We have now arrived at that part of the subject which immediately concerns us as living beingsHow are we to think of God as related to ourselves? It is, after all, a matter of comparatively little importance whether the Divine Power acted immediately or mediately in the creation of the physical world or in the generation of the first forms of life; but it is a matter of vast practical importance whether we can think of this Divine Power as at present active in the universe, and whether we can see in His action the tendency towards the accomplishment of a definite and a benevolent plan. It is on this question that one of the greatest scientific difficulties has seemed to present itself. Nowhere has the conception of nature introduced by evolution appeared more unfavourable to the old faith than in its attitude towards the doctrine of a Divine Providence; and as this is a vital matter involving ultimately the choice between faith and atheism, it

becomes incumbent on us carefully to examine whether the modern doctrine of evolution is really so adverse to the old view of Providence as on the surface it appears to be.
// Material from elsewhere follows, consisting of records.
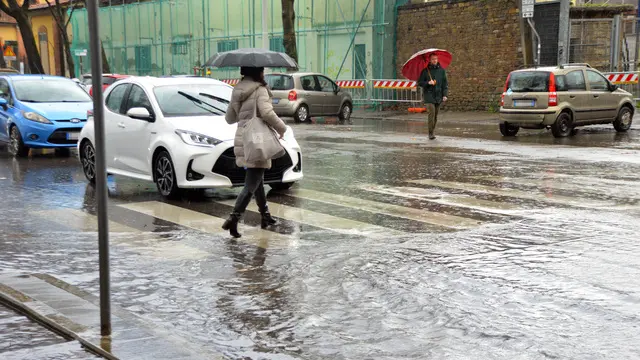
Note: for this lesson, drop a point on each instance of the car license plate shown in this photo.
(524, 103)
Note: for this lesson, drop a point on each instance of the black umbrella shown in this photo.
(253, 58)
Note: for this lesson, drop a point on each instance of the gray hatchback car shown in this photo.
(303, 95)
(563, 98)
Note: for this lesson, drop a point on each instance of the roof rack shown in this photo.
(575, 64)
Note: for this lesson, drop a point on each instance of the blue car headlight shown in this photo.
(36, 117)
(196, 139)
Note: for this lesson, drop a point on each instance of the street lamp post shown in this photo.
(101, 172)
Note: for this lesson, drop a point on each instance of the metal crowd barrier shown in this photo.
(376, 92)
(627, 81)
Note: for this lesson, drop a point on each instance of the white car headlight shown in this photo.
(36, 117)
(288, 135)
(191, 138)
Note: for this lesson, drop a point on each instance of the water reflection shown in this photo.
(256, 303)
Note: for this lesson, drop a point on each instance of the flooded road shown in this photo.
(20, 338)
(393, 246)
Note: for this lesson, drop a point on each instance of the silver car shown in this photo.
(303, 95)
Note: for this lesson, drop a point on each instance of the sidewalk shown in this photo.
(76, 315)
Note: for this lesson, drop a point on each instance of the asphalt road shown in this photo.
(467, 247)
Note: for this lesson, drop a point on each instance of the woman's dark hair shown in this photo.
(254, 73)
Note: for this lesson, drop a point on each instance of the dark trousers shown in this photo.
(253, 186)
(433, 116)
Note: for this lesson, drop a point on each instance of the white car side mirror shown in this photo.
(140, 114)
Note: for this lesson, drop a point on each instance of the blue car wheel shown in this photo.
(16, 145)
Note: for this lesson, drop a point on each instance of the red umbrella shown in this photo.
(414, 66)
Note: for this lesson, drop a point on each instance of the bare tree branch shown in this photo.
(4, 7)
(73, 8)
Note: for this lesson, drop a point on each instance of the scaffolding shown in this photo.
(345, 39)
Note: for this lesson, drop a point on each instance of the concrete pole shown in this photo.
(564, 37)
(637, 57)
(101, 169)
(525, 38)
(265, 31)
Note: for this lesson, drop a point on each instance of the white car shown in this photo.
(172, 131)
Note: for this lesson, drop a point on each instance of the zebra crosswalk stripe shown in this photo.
(324, 221)
(143, 242)
(425, 216)
(515, 193)
(207, 223)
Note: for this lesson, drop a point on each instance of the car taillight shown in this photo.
(506, 87)
(553, 95)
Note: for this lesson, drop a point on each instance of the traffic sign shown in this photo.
(527, 8)
(9, 54)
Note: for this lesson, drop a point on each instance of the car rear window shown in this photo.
(279, 82)
(108, 80)
(529, 81)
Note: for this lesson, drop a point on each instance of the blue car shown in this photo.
(41, 111)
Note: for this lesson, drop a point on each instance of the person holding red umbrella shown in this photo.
(432, 78)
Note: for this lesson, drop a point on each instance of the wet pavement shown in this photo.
(21, 338)
(393, 246)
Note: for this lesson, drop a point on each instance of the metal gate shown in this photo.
(591, 42)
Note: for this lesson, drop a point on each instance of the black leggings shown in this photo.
(253, 186)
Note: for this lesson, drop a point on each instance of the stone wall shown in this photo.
(483, 36)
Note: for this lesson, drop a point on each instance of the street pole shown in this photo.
(265, 35)
(635, 66)
(563, 32)
(538, 42)
(101, 172)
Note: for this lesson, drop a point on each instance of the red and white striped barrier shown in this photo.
(393, 84)
(623, 78)
(232, 82)
(351, 84)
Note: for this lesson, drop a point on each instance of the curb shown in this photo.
(70, 327)
(50, 324)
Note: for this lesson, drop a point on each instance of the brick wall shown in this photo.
(591, 29)
(482, 35)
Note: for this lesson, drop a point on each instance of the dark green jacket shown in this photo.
(434, 94)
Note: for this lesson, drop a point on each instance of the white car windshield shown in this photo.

Let us first endeavour to ascertain where lies the supposed incompatibility between the modern doctrine of evolution and the old belief in a providential guidance. Perhaps we shall best reach this knowledge by considering in the first instance where the incompatibility does not lie, as this is a point on which there is a very prevalent misconception. It is frequently said, for example, that the unity of nature which is taught by modern science is incompatible with the continuous action of a Power that transcends nature. This statement is directly contrary to the averment of science itself. We have seen that, in the evolutionary system taught by Mr Herbert Spencer, the main factor in the process is just a Force or Power that transcends nature, and that without the continued action of that Force or Power there could be no possible action of any other agent. With such an admission from the lips of the most pronounced representative of evolution, it would surely be the wildest folly to assert that the unity of physical nature is a barrier to our ancient belief in the possible co-operation of a Power that transcends nature. Again, it is sometimes said that the establishment of the modern doctrine of evolution has destroyed the possibility

of a teleology-in other words, has made it impossible for men any longer to believe that this world. is presided over by a Divine purpose and plan. This statement is also contrary to the fact. The most advanced evolutionist in existence never has affirmed, and never shall affirm, that evolution is incompatible with design.1 It is not too much to say that if the existence of God were visibly demonstrated, and we were called upon to conjecture beforehand with developed faculties what the mode of His providential action would be, we would unanimously select evolution as that method the most dignified and seemingly the most worthy of the Divine. It is the merest truism to affirm that a power which acts continuously and according to law, must always be a higher object of reverence than a power which acts impulsively and without regard to law. With such an instinctive conviction in the heart of human nature, it would be contrary to all reason to assert that the establishment of the doctrine of evolution would render impossible our belief in a providential plan.

The barrier which, in the view of modern science, seems to exist between the doctrine of evolution and the doctrine of a designing Providence, is of a different nature from either of these.

1 Spencer speaks of "the naturally revealed end toward which the Power manifested throughout evolution works."- Data of Ethics, § 62. Huxley also admits that evolution is not incompatible with a higher teleology."